Estes primeiros dados têm de ser lidos com a devida prudência e não permitem conclusões definitivas. Por um lado, importa obviamente assegurar que os jovens têm condições de acesso à internet e a computadores em casa – e isso parece estar a acontecer. Por outro lado, importa evitar um certo deslumbramento com a tecnologia e assegurar moderação na sua utilização (na idade e na duração), de modo a que não retire espaço a outras actividades cruciais para o seu desenvolvimento e formação. Por exemplo, os dados da OCDE sugerem a existência de uma relação entre o uso intensivo da internet e problemas de integração na escola ou mesmo desinteresse (medido em atrasos às aulas). Portanto, o fundamental aqui é salientar duas coisas. Primeiro, que a tendência é para o sucessivo aumento do acesso e uso da tecnologia em casa. Segundo, que Portugal está dentro dos padrões internacionais e alinhado com o perfil dos países europeus.

Quando passamos o foco da análise para as escolas, o caso muda de figura – tanto a nível internacional como em Portugal, onde a situação portuguesa se revela particularmente negativa. Na maior parte dos países europeus (e também da OCDE), verificou-se um decréscimo da utilização dos computadores nas escolas. E, em Portugal, esse decréscimo foi particularmente acentuado.

Em média, olhando à diferença de utilização de computadores (desktops) nas escolas para os alunos do 4.º ano (gráfico 4), a taxa portuguesa caiu 15% (valores absolutos) – de 41% em 2011 para 26% em 2016. Houve quem tivesse decréscimos mais significativos no mesmo período (Inglaterra, Irlanda, Itália, entre outros) pelo que esta informação não é, só por si, motivo de alarme. Os problemas começam quando se olham para os outros indicadores mais detalhados e para outras idades. Por exemplo, o decréscimo na utilização de computadores (desktops) nas escolas foi compensado pela utilização crescente de computadores portáteis (laptops ou notebooks)? Em Portugal, não – para os alunos com 15 anos, também aí regrediu (12%) entre 2009 e 2015. O problema é que Portugal é excepção e, no resto do mundo, a utilização desses dispositivos aumentou fortemente nas escolas.
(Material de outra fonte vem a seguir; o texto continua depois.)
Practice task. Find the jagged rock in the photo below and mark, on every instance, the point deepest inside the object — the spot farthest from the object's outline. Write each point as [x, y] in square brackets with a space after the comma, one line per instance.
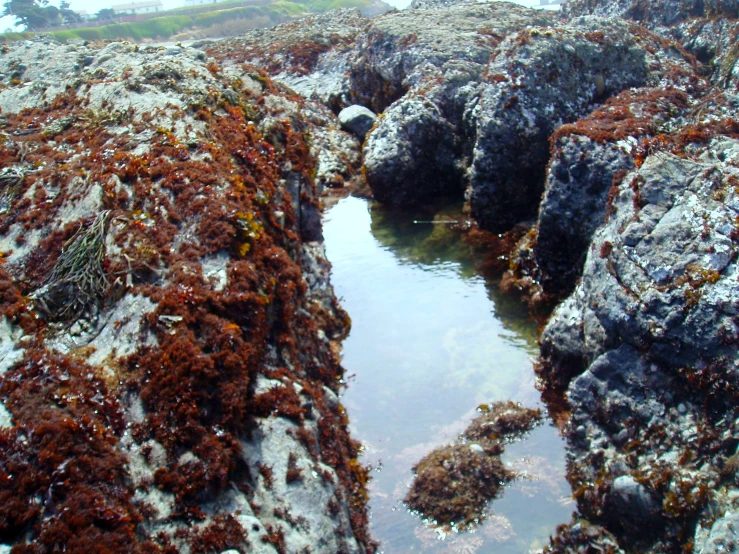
[357, 120]
[538, 79]
[311, 55]
[660, 12]
[405, 163]
[723, 537]
[156, 416]
[651, 326]
[502, 90]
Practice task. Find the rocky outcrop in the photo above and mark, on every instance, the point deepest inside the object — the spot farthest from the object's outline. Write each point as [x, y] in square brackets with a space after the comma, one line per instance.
[169, 335]
[495, 89]
[357, 120]
[645, 343]
[658, 13]
[312, 55]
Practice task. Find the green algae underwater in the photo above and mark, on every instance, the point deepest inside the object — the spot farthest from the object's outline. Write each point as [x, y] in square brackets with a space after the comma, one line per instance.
[431, 340]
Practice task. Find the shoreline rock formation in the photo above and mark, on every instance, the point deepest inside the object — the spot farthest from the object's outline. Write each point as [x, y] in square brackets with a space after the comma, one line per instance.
[618, 143]
[170, 338]
[170, 341]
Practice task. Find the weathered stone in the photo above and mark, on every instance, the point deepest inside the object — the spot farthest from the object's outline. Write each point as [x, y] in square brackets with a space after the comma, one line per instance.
[206, 227]
[357, 120]
[723, 537]
[405, 161]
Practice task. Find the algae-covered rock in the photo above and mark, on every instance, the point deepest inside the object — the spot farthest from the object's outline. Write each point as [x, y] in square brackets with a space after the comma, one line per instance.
[357, 119]
[404, 160]
[650, 330]
[169, 337]
[490, 83]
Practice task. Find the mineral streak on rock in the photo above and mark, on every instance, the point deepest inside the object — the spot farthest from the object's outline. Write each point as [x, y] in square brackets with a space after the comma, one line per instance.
[453, 484]
[188, 403]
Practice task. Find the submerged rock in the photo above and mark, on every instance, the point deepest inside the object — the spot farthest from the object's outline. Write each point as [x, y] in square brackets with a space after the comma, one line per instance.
[453, 484]
[490, 83]
[170, 334]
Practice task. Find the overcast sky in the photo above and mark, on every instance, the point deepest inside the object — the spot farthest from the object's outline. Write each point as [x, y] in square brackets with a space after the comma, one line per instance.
[94, 6]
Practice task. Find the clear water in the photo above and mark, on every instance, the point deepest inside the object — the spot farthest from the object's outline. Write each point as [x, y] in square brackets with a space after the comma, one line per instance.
[431, 341]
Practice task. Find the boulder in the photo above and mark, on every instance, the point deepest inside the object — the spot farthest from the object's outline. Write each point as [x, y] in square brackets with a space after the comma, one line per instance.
[358, 120]
[404, 160]
[169, 335]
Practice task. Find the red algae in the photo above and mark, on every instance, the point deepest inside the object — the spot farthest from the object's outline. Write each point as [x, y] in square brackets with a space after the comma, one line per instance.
[65, 482]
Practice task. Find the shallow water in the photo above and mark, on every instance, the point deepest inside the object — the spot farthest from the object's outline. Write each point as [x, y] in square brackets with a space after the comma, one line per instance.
[430, 341]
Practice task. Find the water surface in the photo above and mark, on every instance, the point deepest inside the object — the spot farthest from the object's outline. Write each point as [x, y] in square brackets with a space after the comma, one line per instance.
[430, 341]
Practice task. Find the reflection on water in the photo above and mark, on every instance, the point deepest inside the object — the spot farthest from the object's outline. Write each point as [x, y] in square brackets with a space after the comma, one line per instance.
[430, 342]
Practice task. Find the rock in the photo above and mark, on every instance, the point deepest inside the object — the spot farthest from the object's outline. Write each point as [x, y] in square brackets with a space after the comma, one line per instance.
[646, 337]
[538, 79]
[589, 158]
[453, 484]
[631, 501]
[723, 537]
[202, 325]
[497, 92]
[357, 120]
[582, 536]
[311, 55]
[404, 161]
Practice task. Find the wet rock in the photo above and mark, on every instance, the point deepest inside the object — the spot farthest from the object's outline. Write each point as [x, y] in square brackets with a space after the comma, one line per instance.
[453, 484]
[202, 325]
[723, 537]
[647, 345]
[357, 120]
[589, 159]
[582, 536]
[404, 161]
[538, 79]
[631, 501]
[497, 92]
[311, 55]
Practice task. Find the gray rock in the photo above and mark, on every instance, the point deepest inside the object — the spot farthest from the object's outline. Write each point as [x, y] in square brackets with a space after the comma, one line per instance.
[135, 104]
[357, 119]
[659, 12]
[538, 79]
[411, 155]
[723, 537]
[631, 501]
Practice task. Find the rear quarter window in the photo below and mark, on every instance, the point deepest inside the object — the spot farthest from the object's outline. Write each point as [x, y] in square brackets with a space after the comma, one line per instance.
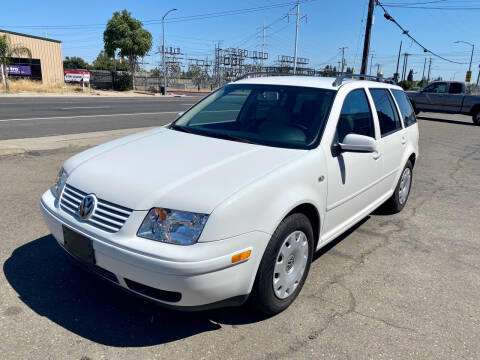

Veja-se a Suécia, que aumentou em 42%, e outros países europeus – Finlândia (38%), Grécia (33%), Espanha (24%) e por aí fora.

Ou seja, em Portugal houve mesmo um retrocesso tecnológico nas escolas. Em muitos países, a diminuição no uso de computadores desktop foi colmatada pela substituição de equipamentos laptop. Em Portugal, houve apenas recuo na utilização. É precisamente isso que se constata no índice da OCDE para a inovação tecnológica nas escolas (gráfico 5): Portugal é um dos poucos países que apenas regride, quando, na maior parte dos países se optou por diminuir a utilização de um lado para se aumentar do outro.

Portugal: o retrato de um retrocesso (vertiginoso)

Vale a pena olhar com atenção para o detalhe dos dados comparados, que apresentam um retrocesso importante de Portugal nestes indicadores entre 2011 e 2015/2016, muito mais destacado do que nos restantes países europeus – medidos para os alunos do 4.º ano, uma vez que não foram facultados dados sobre Portugal para o 8.º ano.

Primeiro, olhe-se à dimensão do retrocesso. Diminuiu de forma significativa a percentagem de alunos do 4.º ano que usa tecnologia para exercícios durante as aulas de ciência – de 51% em 2011, passou a 24% em 2015 (gráfico 6). Trata-se de uma diminuição sem paralelo nos restantes países da OCDE, na maioria dos quais, aliás, os índices de utilização aumentaram nesse período. Em valores absolutos, o retrocesso de Portugal é, de longe, o mais acentuado entre países europeus. Não surpreende, portanto, que tenha igualmente caído de forma brusca a percentagem de alunos que recorrem, nas aulas de ciência, ao computador para pesquisar informação – de 69% em 2011 para 51% em 2015. Olhando à matemática, os alunos portugueses aumentaram apenas levemente o seu recurso aos computadores para descobrir informação nova (de 41% para 45%), muito menos do que a esmagadora maioria dos países da OCDE (gráfico 7).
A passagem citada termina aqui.